Fairness through Diversification to Reduce the Effects of Majority Bias
News!
Published in Learning@Scale 2017. Paper: https://dl.acm.org/citation.cfm?id=3054016
If you find this repo or the paper helpful, please cite us:
@inproceedings{Northcutt:2017:CRD:3051457.3054016,
author = {Northcutt, Curtis G. and Leon, Kimberly A. and Chen, Naichun},
title = {Comment Ranking Diversification in Forum Discussions},
booktitle = {Proceedings of the Fourth (2017) ACM Conference on Learning @ Scale},
series = {L@S '17},
year = {2017},
isbn = {978-1-4503-4450-0},
location = {Cambridge, Massachusetts, USA},
pages = {327--330},
numpages = {4},
url = {http://doi.acm.org/10.1145/3051457.3054016},
doi = {10.1145/3051457.3054016},
acmid = {3054016},
publisher = {ACM},
address = {New York, NY, USA},
keywords = {discussion forum, embeddings, information retrieval, online courses, ranking diversification, search},
}
Why diversify?
Text ranking systems (e.g. Facebook post comments, Amazon product reviews, Reddit forums) are ubiquitous, yet many suffer from a common problem. When items (e.g. responses or comments) are ranked primarily by text content and rating (e.g. like/unlike, +/-, etc.), then similar items tend to receive similar scores, often producing redundant items with similar ranking. For example, if “Great job!” is ranked first, then “Great job.” is likely to be ranked second. Moreover, higher ranking items tend to only represent the majority opinion, since there are more users in the majority group to up-vote items sharing their sentiment; thus, for systems with thousands of items in a single forum, since most users only view the highest-ranked items, most users will often only be exposed to the majority opinion.

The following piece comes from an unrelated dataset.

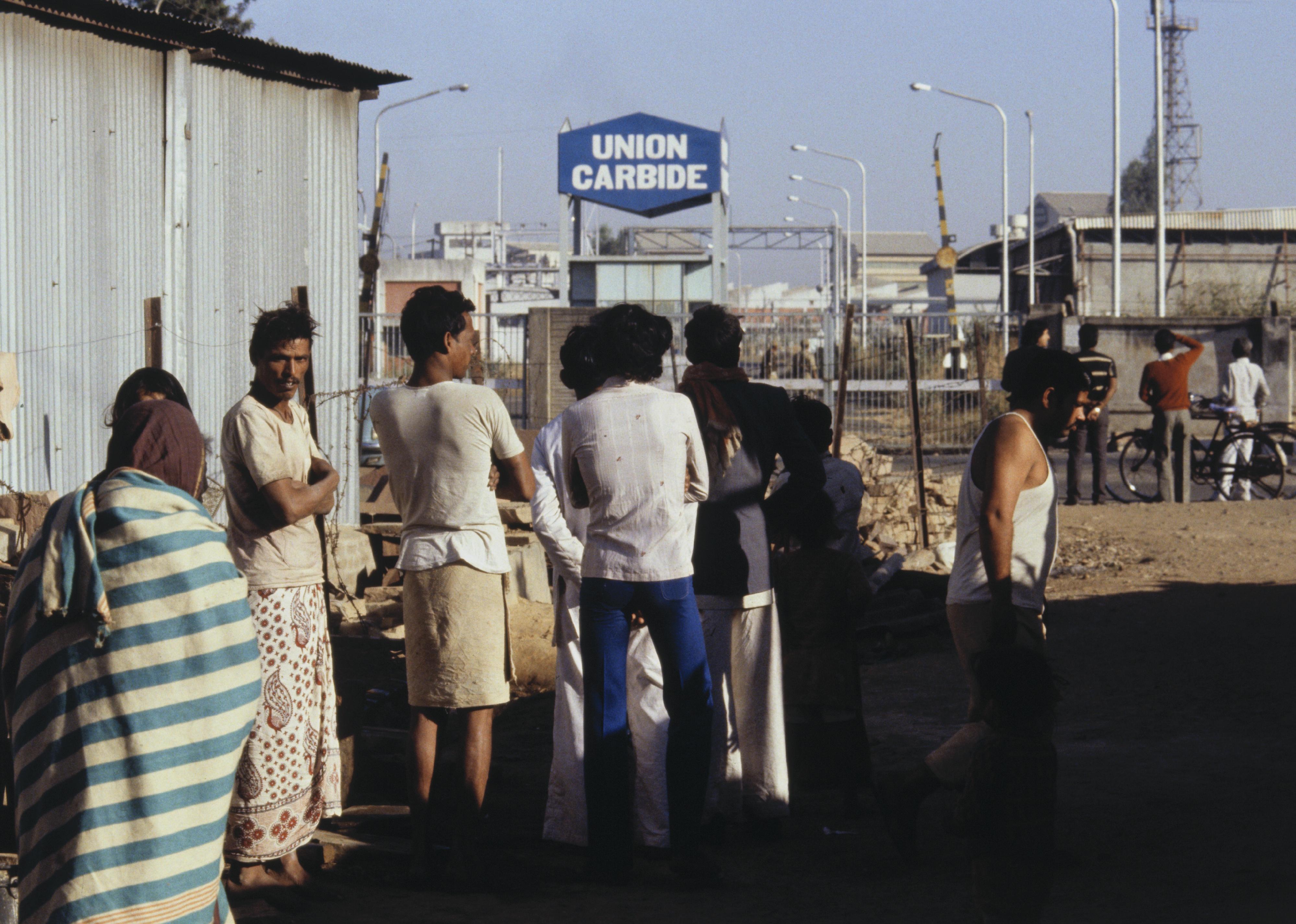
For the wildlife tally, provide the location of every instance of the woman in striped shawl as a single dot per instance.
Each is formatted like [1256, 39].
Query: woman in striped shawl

In this paper, we develop an algorithm for forum comment ranking diversification using maximal marginal relevance (MMR) to linearly interpolate between the original item ranking (relevance) and the similarity of an item to higher-ranked items (diversity). A single parameter, λ, is used to adjust this trade-off. Item similarity is captured using the cosine similarity of tf-idf bag of words representation, where each word is embedded using a PCA+TFIDF embedding model trained on a corpora of 100,000+ edX course discussion forum responses. We apply our model to the forum discussions of an online course, MITx 6.00.1x, where capturing the diversity of responses may be of high importance to debunk misconceptions held by the majority of forum respondents and to capture the diversity of posts across thousands of learners.
Corpora
Textual forum posts and replies will be obtained via web-scraping. A database for multiple MITx online edX courses will store the following columns:
- username
- comment_text
- comment_type (reply or post)
- original comment rank.
Original comment scores (number of likes) cannot be inferred via web-scraping. Instead we weakly estimate the score using the current original ranking and assuming a uniform distribution of scores from 0 to 1.
Baseline Measure
The baseline model simply ranks comments by their number of replies and upvotes.
Evaluation
We measure the effect on learning outcomes using a double-blind experiment with 300 tests across 3 reviewers. Reviewers are asked to answer 3 questions between two rankings, one of which has secretely been ordered by our algorithm. Questions focus on (1) diversity, (2) redundancy, (3) inclusion of the content of another comment in the forum. Cohen's cappa is used to show inter-rater reliability. For all three questions, reviewers selected our algorithm's ordering of the comments by a significant margin for all three questions.